Can I offer my rodent treats?

Seeds, nuts, pasta, unsalted popcorn, or a whole grain cracker, can be offered as occasional treats (less than 5-10% of the total daily diet). You can also feed your rodent fresh, well-cleaned vegetables (preferably organic) daily and occasionally give a small amount of fruit. Leafy green vegetables (not iceberg lettuce or celery that are nearly all made of water) are acceptable, as are yellow and orange vegetables. The total daily amount of these foods should not be more than 10% of the diet.

"Seeds, nuts, pasta, unsalted popcorn, or a whole grain cracker, can be offered as an occasional treat (less than 5-10% of the total daily diet)."

Pet rodents should eat mainly pellets (90% of the diet), 5-10% vegetables and fruits, and occasionally a few treats. Hay (such as Timothy, clover, or meadow or orchard grass) may also be offered free-choice as a source of fiber, as long as your veterinarian has not recommended a specific diet for your pet.

Do guinea pigs require their own special food?

Guinea pigs, unlike most pets, do not make their own vitamin C. Guinea pigs should be fed  a commercial high fiber guinea pig pellet with added vitamin C. Ensure the  pellets are made for guinea pigs and contain added vitamin C; however, because this vitamin breaks down or oxidizes rapidly, the pellets must be used up or replaced within 90 days of the manufacturing date.

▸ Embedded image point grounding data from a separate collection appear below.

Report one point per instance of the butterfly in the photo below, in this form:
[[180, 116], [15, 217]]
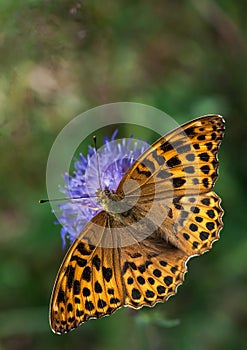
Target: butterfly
[[173, 179]]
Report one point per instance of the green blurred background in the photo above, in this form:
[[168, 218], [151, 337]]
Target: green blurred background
[[60, 58]]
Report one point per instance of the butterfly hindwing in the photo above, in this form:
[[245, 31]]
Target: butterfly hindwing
[[88, 283]]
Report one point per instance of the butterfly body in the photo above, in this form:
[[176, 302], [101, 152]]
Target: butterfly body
[[134, 252]]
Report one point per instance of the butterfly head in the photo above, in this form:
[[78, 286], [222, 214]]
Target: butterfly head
[[109, 200]]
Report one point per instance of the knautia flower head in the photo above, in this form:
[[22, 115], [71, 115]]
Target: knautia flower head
[[114, 159]]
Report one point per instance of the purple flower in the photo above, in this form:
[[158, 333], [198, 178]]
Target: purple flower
[[113, 159]]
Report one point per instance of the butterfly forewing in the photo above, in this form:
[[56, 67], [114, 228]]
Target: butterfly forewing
[[177, 172]]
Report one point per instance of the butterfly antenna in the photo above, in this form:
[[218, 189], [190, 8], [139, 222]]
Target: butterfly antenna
[[41, 201], [97, 162]]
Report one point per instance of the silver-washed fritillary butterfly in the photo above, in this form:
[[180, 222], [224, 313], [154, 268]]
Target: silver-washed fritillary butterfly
[[181, 168]]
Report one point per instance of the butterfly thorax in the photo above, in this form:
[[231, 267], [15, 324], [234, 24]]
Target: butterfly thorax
[[110, 200]]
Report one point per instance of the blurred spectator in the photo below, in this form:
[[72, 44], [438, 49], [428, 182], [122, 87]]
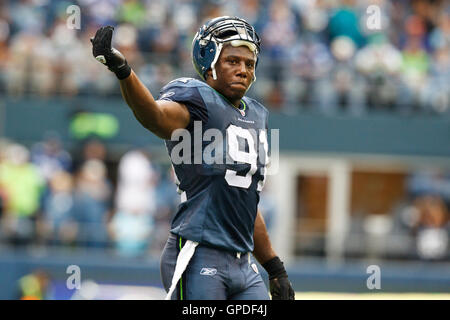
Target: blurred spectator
[[56, 224], [50, 157], [427, 217], [22, 186], [40, 55], [380, 64], [91, 204], [345, 23], [35, 286], [167, 201], [132, 223], [432, 228]]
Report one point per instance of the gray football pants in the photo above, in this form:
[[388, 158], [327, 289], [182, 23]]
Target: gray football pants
[[212, 274]]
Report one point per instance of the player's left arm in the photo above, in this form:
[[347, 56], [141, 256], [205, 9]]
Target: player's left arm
[[280, 286]]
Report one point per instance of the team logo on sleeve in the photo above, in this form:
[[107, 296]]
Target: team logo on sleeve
[[208, 271], [167, 95]]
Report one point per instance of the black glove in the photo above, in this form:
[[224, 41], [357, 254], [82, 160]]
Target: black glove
[[280, 286], [111, 57]]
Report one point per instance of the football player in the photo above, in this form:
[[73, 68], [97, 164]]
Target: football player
[[218, 230]]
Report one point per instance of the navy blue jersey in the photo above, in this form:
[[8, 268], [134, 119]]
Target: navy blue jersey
[[222, 166]]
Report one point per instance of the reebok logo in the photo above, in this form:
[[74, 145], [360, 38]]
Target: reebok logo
[[208, 271]]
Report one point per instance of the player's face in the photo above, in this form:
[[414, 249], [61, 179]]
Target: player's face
[[235, 70]]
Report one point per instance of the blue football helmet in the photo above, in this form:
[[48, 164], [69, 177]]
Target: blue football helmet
[[209, 40]]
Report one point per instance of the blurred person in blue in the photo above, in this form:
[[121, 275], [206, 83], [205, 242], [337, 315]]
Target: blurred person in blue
[[56, 225], [218, 229], [36, 285], [22, 187], [135, 204], [91, 204]]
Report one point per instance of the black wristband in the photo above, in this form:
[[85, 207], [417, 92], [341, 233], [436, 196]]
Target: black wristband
[[275, 268], [123, 71]]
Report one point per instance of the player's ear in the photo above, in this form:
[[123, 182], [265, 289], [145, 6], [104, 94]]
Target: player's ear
[[208, 74]]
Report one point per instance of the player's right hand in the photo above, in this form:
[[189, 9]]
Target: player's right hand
[[109, 56], [281, 289]]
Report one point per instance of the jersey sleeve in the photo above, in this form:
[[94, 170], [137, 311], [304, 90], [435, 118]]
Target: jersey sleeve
[[179, 91]]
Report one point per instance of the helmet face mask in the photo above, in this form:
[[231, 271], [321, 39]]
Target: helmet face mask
[[209, 41]]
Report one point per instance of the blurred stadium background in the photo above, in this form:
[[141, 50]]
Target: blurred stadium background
[[364, 119]]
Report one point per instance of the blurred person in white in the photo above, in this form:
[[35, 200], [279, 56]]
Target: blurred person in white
[[56, 225], [135, 202], [380, 63], [91, 204], [427, 216], [22, 187]]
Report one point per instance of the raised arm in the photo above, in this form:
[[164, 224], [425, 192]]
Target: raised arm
[[280, 286], [160, 117]]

In addition to vitamin C in their pellets, guinea pigs need supplemental vitamin C in the form of a tablet or liquid administered directly into their mouths daily. Do not add the vitamin C to their drinking water, since the vitamin breaks down rapidly in water and loses its potency.

"Guinea pig pellets must be used up or replaced within 90 days of the manufacturing date."

Fresh vegetables, such as bell peppers, can be offered to supply supplemental vitamin C, as well.

What about water?

Fresh water should be available 24 hours a day either in a sipper bottle (available at pet stores) or in spill-proof crocks. Water should be replaced DAILY, and sipper bottles (specifically the end from which the pet drinks) should be inspected daily for blockages that can develop if it gets clogged with food. Dishes and sipper bottles should be washed with hot soapy water and rinsed thoroughly every day. A bottle brush should be used to thoroughly clean the sipper bottle tube, as it is a great place for bacteria to grow.

Is there anything else I should know about feeding my pet rodent?

Chew toys made from hard wood are commercially available in pet stores for rodents and should be offered to help prevent overgrowth of the front teeth (incisors).  Speak to your veterinarian about suitable toys for your rodent pet.